Investors are advised to accumulate on dips with a stop-loss near ₹1,200.

Zen Technologies is a 'buy' candidate after its strong quarterly results for the period ending March 2025, according to SEBI-registered analyst Sameer Pande.

The company reported a 189% year-on-year growth in consolidated quarterly net profit, reaching ₹101.04 crore from ₹35.99 crore the previous year. 

At the time of writing, shares of Zen Technologies were trading at ₹1,884.50, up ₹89.70 or 5.00% 

The company saw a major revenue surge of 130%, which brought it to ₹324 crore, and its core profit margin rose to 42.5% from 35.7%, signaling improved operational efficiency.

Pande said Zen Technologies stock finished at ₹1,794.80 on May 16, while its daily chart exhibited strong upward movement.

He advised that investors look into purchasing the stock as its target price of ₹2,350 reflects its strong upward potential.

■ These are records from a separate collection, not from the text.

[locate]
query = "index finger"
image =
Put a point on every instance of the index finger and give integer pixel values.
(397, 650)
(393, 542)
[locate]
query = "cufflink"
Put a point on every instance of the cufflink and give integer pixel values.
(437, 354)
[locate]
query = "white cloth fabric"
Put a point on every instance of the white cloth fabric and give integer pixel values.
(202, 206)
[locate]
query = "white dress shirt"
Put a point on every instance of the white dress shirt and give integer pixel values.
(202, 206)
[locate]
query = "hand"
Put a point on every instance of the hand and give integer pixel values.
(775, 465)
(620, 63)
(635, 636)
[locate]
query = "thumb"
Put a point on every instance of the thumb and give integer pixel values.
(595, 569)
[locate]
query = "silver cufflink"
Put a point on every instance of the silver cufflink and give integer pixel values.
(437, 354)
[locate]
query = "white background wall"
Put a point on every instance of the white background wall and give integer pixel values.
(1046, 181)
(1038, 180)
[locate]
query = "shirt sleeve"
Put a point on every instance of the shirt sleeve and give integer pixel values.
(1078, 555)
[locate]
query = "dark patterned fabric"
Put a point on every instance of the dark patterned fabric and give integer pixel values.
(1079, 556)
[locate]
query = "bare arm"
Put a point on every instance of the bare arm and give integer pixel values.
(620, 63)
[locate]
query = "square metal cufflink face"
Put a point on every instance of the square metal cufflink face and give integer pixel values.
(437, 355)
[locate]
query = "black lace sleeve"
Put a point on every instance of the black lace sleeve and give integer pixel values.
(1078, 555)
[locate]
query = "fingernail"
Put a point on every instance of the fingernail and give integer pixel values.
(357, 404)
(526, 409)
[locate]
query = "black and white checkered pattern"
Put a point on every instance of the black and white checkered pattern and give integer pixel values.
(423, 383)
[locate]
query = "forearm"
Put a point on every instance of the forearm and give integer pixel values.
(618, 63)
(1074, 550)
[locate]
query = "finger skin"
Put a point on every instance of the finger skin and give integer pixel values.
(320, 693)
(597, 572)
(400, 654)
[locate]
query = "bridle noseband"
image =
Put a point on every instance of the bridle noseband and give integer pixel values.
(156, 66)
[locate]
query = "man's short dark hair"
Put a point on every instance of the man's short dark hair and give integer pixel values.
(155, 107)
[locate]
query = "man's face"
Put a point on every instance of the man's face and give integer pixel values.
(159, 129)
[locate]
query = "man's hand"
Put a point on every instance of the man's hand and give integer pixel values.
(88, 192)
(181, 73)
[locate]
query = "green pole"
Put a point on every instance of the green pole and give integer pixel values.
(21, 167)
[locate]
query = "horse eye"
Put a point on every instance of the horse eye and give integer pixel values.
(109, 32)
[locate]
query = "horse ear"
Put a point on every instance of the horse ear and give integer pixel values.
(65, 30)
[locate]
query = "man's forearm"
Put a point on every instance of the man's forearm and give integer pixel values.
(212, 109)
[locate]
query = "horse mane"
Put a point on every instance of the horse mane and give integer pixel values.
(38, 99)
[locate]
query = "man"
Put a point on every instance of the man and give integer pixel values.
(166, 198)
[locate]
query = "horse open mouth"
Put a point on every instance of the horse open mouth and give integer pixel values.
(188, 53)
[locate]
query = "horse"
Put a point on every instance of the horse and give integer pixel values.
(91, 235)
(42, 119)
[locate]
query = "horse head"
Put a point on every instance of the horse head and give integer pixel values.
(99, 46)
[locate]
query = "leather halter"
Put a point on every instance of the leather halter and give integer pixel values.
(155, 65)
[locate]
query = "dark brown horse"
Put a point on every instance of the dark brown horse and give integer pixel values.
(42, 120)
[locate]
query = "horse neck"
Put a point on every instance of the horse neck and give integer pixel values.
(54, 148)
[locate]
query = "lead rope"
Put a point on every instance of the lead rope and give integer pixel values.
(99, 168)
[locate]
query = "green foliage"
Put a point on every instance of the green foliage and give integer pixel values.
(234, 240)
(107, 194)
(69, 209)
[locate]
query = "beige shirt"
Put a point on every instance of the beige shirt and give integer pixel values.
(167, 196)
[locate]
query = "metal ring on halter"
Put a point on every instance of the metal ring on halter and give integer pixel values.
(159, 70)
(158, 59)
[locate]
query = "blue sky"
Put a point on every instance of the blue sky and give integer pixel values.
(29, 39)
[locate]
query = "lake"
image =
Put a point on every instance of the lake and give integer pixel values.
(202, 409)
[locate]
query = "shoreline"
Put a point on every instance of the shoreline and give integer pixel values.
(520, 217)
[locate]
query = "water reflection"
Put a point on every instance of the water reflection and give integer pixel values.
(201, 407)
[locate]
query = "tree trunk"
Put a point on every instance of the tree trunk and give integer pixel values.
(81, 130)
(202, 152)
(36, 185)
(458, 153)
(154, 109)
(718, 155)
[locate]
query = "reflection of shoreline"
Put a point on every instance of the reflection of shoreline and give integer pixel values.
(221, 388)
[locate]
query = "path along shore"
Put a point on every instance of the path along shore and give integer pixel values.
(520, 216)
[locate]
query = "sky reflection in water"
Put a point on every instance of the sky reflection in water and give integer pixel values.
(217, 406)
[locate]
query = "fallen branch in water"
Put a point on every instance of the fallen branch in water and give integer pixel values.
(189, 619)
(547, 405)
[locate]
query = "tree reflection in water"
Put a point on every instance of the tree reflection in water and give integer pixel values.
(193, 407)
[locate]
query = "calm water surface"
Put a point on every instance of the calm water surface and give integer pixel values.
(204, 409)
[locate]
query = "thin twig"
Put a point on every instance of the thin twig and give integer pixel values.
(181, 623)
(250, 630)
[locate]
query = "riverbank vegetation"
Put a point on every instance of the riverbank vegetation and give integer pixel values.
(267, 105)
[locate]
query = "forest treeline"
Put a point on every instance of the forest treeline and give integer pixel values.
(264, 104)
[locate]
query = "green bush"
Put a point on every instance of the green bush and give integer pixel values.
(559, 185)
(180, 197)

Investors should exercise caution when entering the stock because it has already experienced a 27% increase over the last week, Pande said.

Additionally, the analyst said investors aiming to build their stock positions should gather shares when prices drop while keeping a stop-loss near ₹1,200 to protect against losses. 

According to Pande, this approach enables investors to capitalize on stocks' positive technical and fundamental trends and shields them from market volatility.

On Stocktwits, retail sentiment was ‘extremely bullish’ amid ‘high’ message volume.

ZENTEC sentiment and message volume as of May 19, 11 am IST. Source: Stocktwits.

The stock has declined 24% so far in 2025.